17. The apparatus of claim 16, wherein the number of conditions further comprises a solution to reduce at least one of the threat and effects of the threat, and wherein the computer system is further configured to introduce the number of conditions at a number of different times during the simulation and to determine whether the solution reduces the threat by a desired amount.

18. The apparatus of claim 16, wherein the threat is selected from one of a solar flare, a virus on a computer system in the aircraft communications network, a first device in the aircraft communications network in which the first device is configured to intentionally disrupt the aircraft communications in the aircraft communications network, and a second device in the aircraft communications network configured to introduce false information into the aircraft communications network.

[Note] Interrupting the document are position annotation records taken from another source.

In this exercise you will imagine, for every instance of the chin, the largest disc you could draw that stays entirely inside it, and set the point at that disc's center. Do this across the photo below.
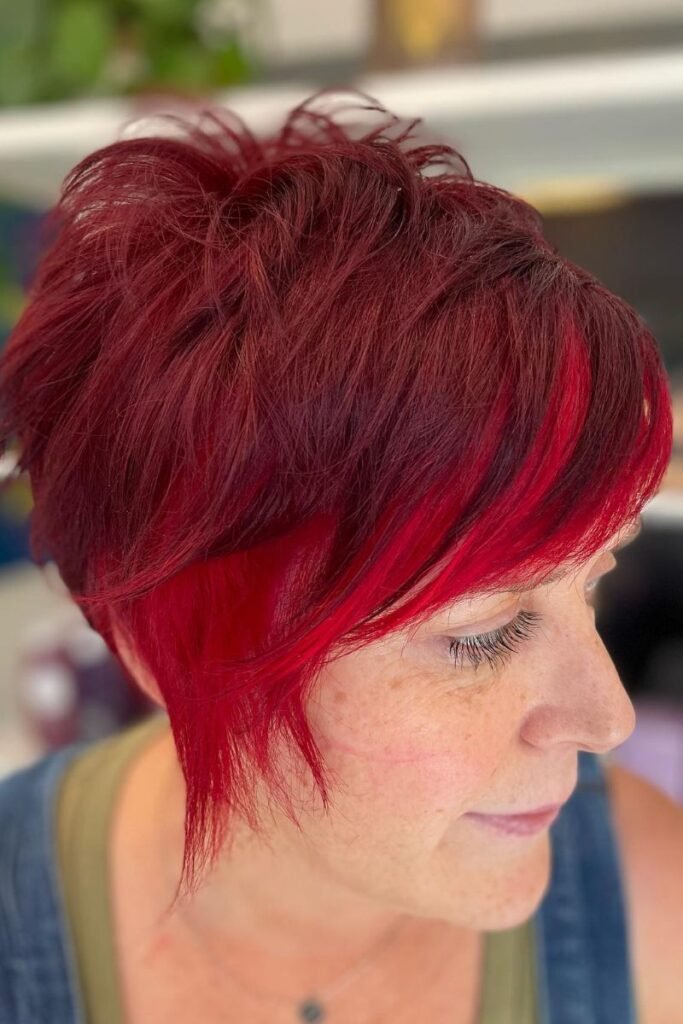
(521, 895)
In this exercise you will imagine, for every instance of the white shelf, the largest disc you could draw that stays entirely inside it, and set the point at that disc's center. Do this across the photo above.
(605, 123)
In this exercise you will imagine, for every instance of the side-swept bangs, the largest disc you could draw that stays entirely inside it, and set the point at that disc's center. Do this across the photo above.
(279, 396)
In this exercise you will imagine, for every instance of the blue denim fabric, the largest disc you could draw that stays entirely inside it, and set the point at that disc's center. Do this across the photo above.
(583, 958)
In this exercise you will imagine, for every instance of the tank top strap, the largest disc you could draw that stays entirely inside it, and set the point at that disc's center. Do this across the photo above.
(38, 982)
(584, 966)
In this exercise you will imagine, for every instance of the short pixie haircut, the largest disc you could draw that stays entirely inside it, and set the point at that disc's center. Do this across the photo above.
(281, 394)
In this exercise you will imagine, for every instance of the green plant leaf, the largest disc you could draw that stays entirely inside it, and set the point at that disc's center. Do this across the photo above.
(83, 35)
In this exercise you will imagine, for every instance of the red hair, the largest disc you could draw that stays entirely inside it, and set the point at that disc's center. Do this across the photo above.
(280, 395)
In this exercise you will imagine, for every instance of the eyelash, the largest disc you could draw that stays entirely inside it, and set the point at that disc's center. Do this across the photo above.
(495, 647)
(498, 646)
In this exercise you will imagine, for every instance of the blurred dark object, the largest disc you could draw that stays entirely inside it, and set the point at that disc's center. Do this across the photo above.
(422, 33)
(69, 685)
(633, 247)
(640, 619)
(640, 611)
(59, 49)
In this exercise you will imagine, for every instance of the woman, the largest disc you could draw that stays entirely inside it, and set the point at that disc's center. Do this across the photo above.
(333, 448)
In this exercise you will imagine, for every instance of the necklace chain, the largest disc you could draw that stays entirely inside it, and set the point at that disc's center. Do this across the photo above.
(311, 1009)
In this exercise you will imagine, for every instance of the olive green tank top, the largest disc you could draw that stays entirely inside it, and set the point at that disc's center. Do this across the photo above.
(85, 803)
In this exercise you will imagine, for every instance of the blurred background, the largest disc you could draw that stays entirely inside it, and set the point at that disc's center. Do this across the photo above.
(574, 105)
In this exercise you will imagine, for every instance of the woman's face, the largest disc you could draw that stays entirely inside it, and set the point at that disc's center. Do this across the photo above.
(416, 738)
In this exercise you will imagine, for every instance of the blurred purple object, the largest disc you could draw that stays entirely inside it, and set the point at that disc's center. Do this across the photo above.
(654, 750)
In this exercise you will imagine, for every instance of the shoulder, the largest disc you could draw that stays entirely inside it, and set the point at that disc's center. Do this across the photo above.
(649, 827)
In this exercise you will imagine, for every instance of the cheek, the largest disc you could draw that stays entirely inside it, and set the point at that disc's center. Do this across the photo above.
(407, 754)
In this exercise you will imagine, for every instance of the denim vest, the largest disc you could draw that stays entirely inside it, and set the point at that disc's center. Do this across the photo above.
(583, 962)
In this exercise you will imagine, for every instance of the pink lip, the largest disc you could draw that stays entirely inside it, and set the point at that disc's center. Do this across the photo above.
(518, 824)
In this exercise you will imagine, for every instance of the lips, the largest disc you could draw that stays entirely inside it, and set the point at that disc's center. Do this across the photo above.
(518, 824)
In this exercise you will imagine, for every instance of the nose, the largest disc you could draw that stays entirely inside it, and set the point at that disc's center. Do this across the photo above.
(582, 700)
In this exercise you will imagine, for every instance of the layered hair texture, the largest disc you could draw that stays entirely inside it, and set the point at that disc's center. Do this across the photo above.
(280, 394)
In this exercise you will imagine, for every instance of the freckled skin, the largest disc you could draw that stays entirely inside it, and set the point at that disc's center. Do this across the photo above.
(411, 745)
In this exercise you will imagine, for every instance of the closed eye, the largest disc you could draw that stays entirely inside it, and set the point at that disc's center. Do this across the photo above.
(497, 646)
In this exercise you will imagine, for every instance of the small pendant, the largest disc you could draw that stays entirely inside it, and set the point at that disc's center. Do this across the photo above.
(311, 1010)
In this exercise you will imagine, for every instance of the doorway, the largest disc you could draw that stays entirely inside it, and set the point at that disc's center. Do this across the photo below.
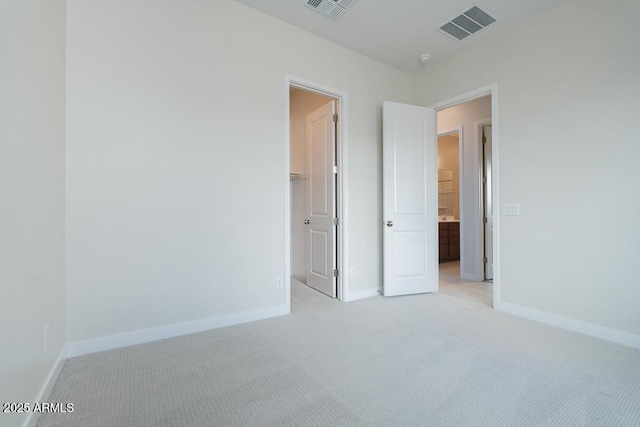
(462, 229)
(315, 222)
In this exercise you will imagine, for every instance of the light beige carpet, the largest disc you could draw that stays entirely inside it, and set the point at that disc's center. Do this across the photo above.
(425, 360)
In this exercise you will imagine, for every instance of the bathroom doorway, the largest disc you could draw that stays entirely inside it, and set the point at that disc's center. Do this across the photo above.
(461, 215)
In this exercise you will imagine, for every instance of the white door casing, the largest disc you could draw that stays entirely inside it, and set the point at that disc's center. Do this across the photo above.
(409, 200)
(321, 206)
(487, 149)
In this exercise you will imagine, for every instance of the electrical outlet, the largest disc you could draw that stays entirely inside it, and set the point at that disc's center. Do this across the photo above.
(45, 337)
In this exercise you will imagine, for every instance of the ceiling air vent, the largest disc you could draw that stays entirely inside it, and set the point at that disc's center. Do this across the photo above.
(334, 9)
(467, 23)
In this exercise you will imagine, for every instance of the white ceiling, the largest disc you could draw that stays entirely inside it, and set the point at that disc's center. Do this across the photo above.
(397, 32)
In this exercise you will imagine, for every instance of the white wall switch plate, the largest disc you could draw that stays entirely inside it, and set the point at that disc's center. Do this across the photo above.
(510, 209)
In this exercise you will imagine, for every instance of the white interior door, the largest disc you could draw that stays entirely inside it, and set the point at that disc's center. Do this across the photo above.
(410, 197)
(487, 149)
(321, 231)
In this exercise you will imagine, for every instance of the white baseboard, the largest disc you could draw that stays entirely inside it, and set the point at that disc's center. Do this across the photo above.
(353, 296)
(590, 329)
(111, 342)
(45, 390)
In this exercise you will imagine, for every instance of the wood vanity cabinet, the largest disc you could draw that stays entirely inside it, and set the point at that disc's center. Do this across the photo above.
(449, 236)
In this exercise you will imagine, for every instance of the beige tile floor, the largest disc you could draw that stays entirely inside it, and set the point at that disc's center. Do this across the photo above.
(451, 284)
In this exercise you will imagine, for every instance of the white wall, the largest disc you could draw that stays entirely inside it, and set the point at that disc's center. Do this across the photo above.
(301, 104)
(466, 116)
(568, 80)
(176, 159)
(32, 133)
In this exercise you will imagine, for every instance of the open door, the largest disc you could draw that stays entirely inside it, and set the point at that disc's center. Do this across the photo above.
(487, 148)
(410, 198)
(321, 202)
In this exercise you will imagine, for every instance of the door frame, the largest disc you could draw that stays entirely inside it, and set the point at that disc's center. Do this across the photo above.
(479, 124)
(492, 90)
(342, 281)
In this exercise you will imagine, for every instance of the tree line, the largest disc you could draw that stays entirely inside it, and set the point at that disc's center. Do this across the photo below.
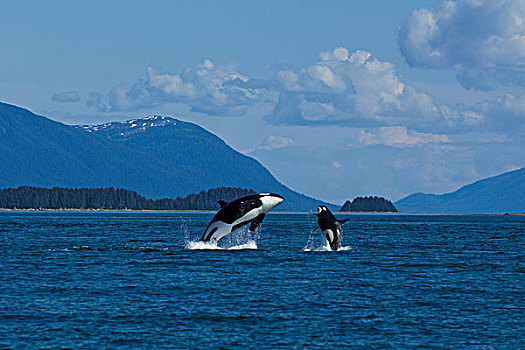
(369, 204)
(26, 197)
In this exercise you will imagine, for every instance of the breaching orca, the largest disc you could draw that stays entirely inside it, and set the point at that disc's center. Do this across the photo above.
(242, 211)
(330, 226)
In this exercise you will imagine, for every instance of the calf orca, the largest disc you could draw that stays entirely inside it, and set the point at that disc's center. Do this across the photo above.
(242, 211)
(330, 226)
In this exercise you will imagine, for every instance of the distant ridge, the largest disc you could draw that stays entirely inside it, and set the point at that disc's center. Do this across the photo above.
(500, 194)
(369, 204)
(25, 197)
(155, 156)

19. The apparatus of claim 16, wherein the computer system is further configured to display the traffic flow of the aircraft with any changes to the traffic flow caused by the change in the aircraft communications on a display system.

20. The apparatus of claim 19 further comprising:

the display system, wherein the traffic flow of the aircraft with the any changes to the traffic flow caused by the change in the aircraft communications is displayed on the display system with at least one of nodes in the aircraft communications network, communications links between the nodes, flight paths, the aircraft, planned flights, a number of airports, airspace sectors, changes to the communications links, changes to the flight paths, and air traffic management infrastructures.